イエスが弟子という形で仲間を得たことを知り、いまでも私たちがイエスから「わたしについて来なさい」と弟子になることへ招かれていることを聞く。
弟子となった4人が、仕事も家族も手放して従ったことは素晴らしいことである。しかし、イエスに従えばそれなりのメリットがあると期待したから従ったと言うこともできる。後に「この通り、私たちは何もかも捨ててあなたに従って参りました。では、私たちは何をいただけるのでしょうか」(マタイ19:27)と語ったように。それゆえ、イエスが捕らえられた時に、彼らは逃げた。しかし、復活のキリストとの出会いが自分の救いを願っていた信仰者から、他者の救いを願い働く弟子へと変える。人間を取る漁師とは他者の救いのために祈り歩む人のことである。
・イエスは2組の漁師に対して、「ご覧になった」(16節)、「ご覧になると」(19節)と、まずその眼差しを向けている。
そして、「言われた」(19節)、「お呼びになった」(20節)と声をかける。それぞれのイエスの働きかけがあり、初めて「従った」(18節)、「ついて行った」(20節)という漁師たちの決断と行動が導かれる。
・最初の弟子となった4名の名前の意味は、シモン(神は聞かれた)、アンデレ(男らしい人)、ヤコブ(かかとを握る者)、ヨハネ(主、恵みたまえり)である。

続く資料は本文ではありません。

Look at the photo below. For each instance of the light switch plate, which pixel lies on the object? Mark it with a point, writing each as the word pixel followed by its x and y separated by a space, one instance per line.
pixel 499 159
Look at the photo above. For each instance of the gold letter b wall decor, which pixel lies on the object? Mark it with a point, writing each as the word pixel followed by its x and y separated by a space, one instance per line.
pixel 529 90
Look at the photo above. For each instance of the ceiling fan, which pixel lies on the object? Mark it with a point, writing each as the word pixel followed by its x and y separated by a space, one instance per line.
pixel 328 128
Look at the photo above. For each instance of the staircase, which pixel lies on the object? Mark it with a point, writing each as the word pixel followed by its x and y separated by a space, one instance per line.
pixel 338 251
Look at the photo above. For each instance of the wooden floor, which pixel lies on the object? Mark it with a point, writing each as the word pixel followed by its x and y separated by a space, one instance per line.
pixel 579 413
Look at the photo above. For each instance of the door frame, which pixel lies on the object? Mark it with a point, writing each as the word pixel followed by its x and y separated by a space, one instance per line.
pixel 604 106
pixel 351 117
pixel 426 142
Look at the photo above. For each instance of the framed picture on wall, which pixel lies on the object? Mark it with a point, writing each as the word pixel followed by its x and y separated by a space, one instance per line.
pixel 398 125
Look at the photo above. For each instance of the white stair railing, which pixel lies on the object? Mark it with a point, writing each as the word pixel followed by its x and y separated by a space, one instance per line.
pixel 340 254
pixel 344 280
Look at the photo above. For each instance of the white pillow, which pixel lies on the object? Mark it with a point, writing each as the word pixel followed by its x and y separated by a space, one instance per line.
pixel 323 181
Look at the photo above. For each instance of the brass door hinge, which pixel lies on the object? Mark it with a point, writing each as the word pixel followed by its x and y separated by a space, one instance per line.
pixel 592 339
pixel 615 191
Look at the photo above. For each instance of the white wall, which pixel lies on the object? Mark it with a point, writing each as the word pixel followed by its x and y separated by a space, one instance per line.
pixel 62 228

イエスさまは湖で働く漁師さんに声をかけて、仲間をつくりました。仲間たちは弟子と呼ばれイエスさまと一緒に過ごし、その話されることを聞きました。また病気や苦しみを抱える人がイエスさまによって元気にされるのを見ました。そしてやがてイエスさまを真似して話しをし、働く人になりました。
宮沢賢治さんの「雨ニモマケズ」という詩を知っていますか。「雨にも負けず、風にも負けず」と始まる詩はこう続いて結ばれます。「東に病気の子どもあれば 行って看病してやり 西に疲れた母あれば 行ってその稲の束を負い 南に死にそうな人あれば 行ってこわがらなくてもいいと言い 北に喧嘩や訴訟があれば つまらないからやめろと言い 日照りのときは涙を流し 寒さの夏はおろおろ歩き みんなにでくのぼうと呼ばれ 褒められもせず 苦にもされず そういう者に 私はなりたい」。

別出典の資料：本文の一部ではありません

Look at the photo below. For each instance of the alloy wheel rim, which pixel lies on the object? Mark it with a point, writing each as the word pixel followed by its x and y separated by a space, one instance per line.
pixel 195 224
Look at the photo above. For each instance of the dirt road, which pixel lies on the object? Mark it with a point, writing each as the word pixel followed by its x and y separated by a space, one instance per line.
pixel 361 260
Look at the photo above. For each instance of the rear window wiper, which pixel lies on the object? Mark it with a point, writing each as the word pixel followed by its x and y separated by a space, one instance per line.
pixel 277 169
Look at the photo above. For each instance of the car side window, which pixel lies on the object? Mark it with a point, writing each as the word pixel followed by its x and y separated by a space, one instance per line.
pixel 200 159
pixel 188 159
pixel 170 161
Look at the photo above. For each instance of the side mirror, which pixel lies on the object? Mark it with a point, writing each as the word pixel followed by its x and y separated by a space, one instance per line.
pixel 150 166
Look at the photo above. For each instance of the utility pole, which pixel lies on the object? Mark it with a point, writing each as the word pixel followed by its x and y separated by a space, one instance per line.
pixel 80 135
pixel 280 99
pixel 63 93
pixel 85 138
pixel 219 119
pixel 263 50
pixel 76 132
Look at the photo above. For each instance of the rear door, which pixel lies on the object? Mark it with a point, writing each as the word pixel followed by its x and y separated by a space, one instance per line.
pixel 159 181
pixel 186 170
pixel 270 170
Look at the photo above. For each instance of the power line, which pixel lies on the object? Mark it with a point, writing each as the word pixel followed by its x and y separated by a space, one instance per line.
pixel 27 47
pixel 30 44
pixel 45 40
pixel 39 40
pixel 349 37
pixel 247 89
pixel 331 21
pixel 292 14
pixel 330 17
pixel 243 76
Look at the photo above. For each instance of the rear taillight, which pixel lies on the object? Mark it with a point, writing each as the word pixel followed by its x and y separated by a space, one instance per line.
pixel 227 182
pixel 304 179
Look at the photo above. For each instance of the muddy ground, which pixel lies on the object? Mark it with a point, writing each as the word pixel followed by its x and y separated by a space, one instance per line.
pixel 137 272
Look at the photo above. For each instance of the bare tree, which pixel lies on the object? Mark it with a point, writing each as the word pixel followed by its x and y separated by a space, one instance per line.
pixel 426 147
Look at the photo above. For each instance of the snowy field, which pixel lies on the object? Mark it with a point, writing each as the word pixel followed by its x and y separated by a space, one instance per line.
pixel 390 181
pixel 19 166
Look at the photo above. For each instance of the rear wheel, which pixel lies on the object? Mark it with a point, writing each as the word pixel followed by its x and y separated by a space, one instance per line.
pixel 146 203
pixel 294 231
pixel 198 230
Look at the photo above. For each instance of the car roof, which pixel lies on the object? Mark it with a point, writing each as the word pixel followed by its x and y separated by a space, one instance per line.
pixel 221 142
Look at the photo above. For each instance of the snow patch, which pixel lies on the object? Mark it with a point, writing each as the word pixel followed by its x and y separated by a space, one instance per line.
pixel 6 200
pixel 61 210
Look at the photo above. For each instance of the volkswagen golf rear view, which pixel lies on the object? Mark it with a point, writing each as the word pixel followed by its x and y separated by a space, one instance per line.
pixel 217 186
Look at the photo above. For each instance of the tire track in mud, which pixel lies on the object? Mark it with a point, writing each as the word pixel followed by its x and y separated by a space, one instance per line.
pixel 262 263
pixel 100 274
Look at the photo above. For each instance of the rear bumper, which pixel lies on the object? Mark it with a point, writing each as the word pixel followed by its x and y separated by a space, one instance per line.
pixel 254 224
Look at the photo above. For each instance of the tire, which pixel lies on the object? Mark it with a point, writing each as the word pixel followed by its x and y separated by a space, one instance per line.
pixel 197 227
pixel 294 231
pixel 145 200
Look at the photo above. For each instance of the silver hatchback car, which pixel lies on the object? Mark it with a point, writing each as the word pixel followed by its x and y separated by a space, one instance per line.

この「そういう者」にはモデルがいるそうです。その人、宗次郎さんは小学校の先生をしていましたが、イエスさまを信じていたことで意地悪をされ先生を辞めさせられてしまいます。さらに娘さんも意地悪をされて9歳で亡くなるという悲しみを味わいます。それでもイエスさまを信じることやめないで、町のためにボランティアをし、仕事の帰りには病気の人を見舞いました。宗次郎さんはイエスさまがしたように語り、イエスがしたように生きたのです。その姿に心を動かされて「そういう者に私はなりたい」という詩が生まれたそうなので、この詩にはイエスさまの姿があるのだなと読むたびに思います。
イエスさまに呼ばれた漁師たちは「すぐに」網を捨て従いましたが、大切な家族や仕事をそのまま投げ出すなんて簡単にできることではありません。また宗次郎さんのイエスさまを信じる姿に心を動かされて「そういう者」になりたいと考えたとしても、自分にはとてもできないと諦めてしまいそうになります。でも、もしなれるとしたら、それは自分がなりたいと思う前にイエスさまの方から「ついてきなさい」と呼んでくださるからです。たくさんの働きができそうだからとか、優しい心の持ち主だからとか、信じる強さがあるからではなくて、イエスさまがそうしたいとあなたを呼ぶからです。
(執筆: 安井宣生牧師)
*讃美歌は”こどもさんびか”(日キ版)より
旧版(1987年版)49番「しゅイエスのひつじ」、改訂版52番「しゅイェスはでしたちを」。
①イエス様に扮したCS担当者が「〇〇さん 私についてきなさい」と子どもの名前を、1人ずつ呼ぶ。
②子どもは「はい、私はイエス様に、ついていきます」と言い、イエス様の後ろにつきます。
③順番に呼んでつながったら、皆で部屋を一周します。
④CS担当者
「いつでもイエス様に呼ばれています。いつでもイエス様についていく私達です。」
・イエスの弟子になるとはどんなことだと思うか話してみよう。
・どうしたら自分は弟子になれると思うか話してみよう。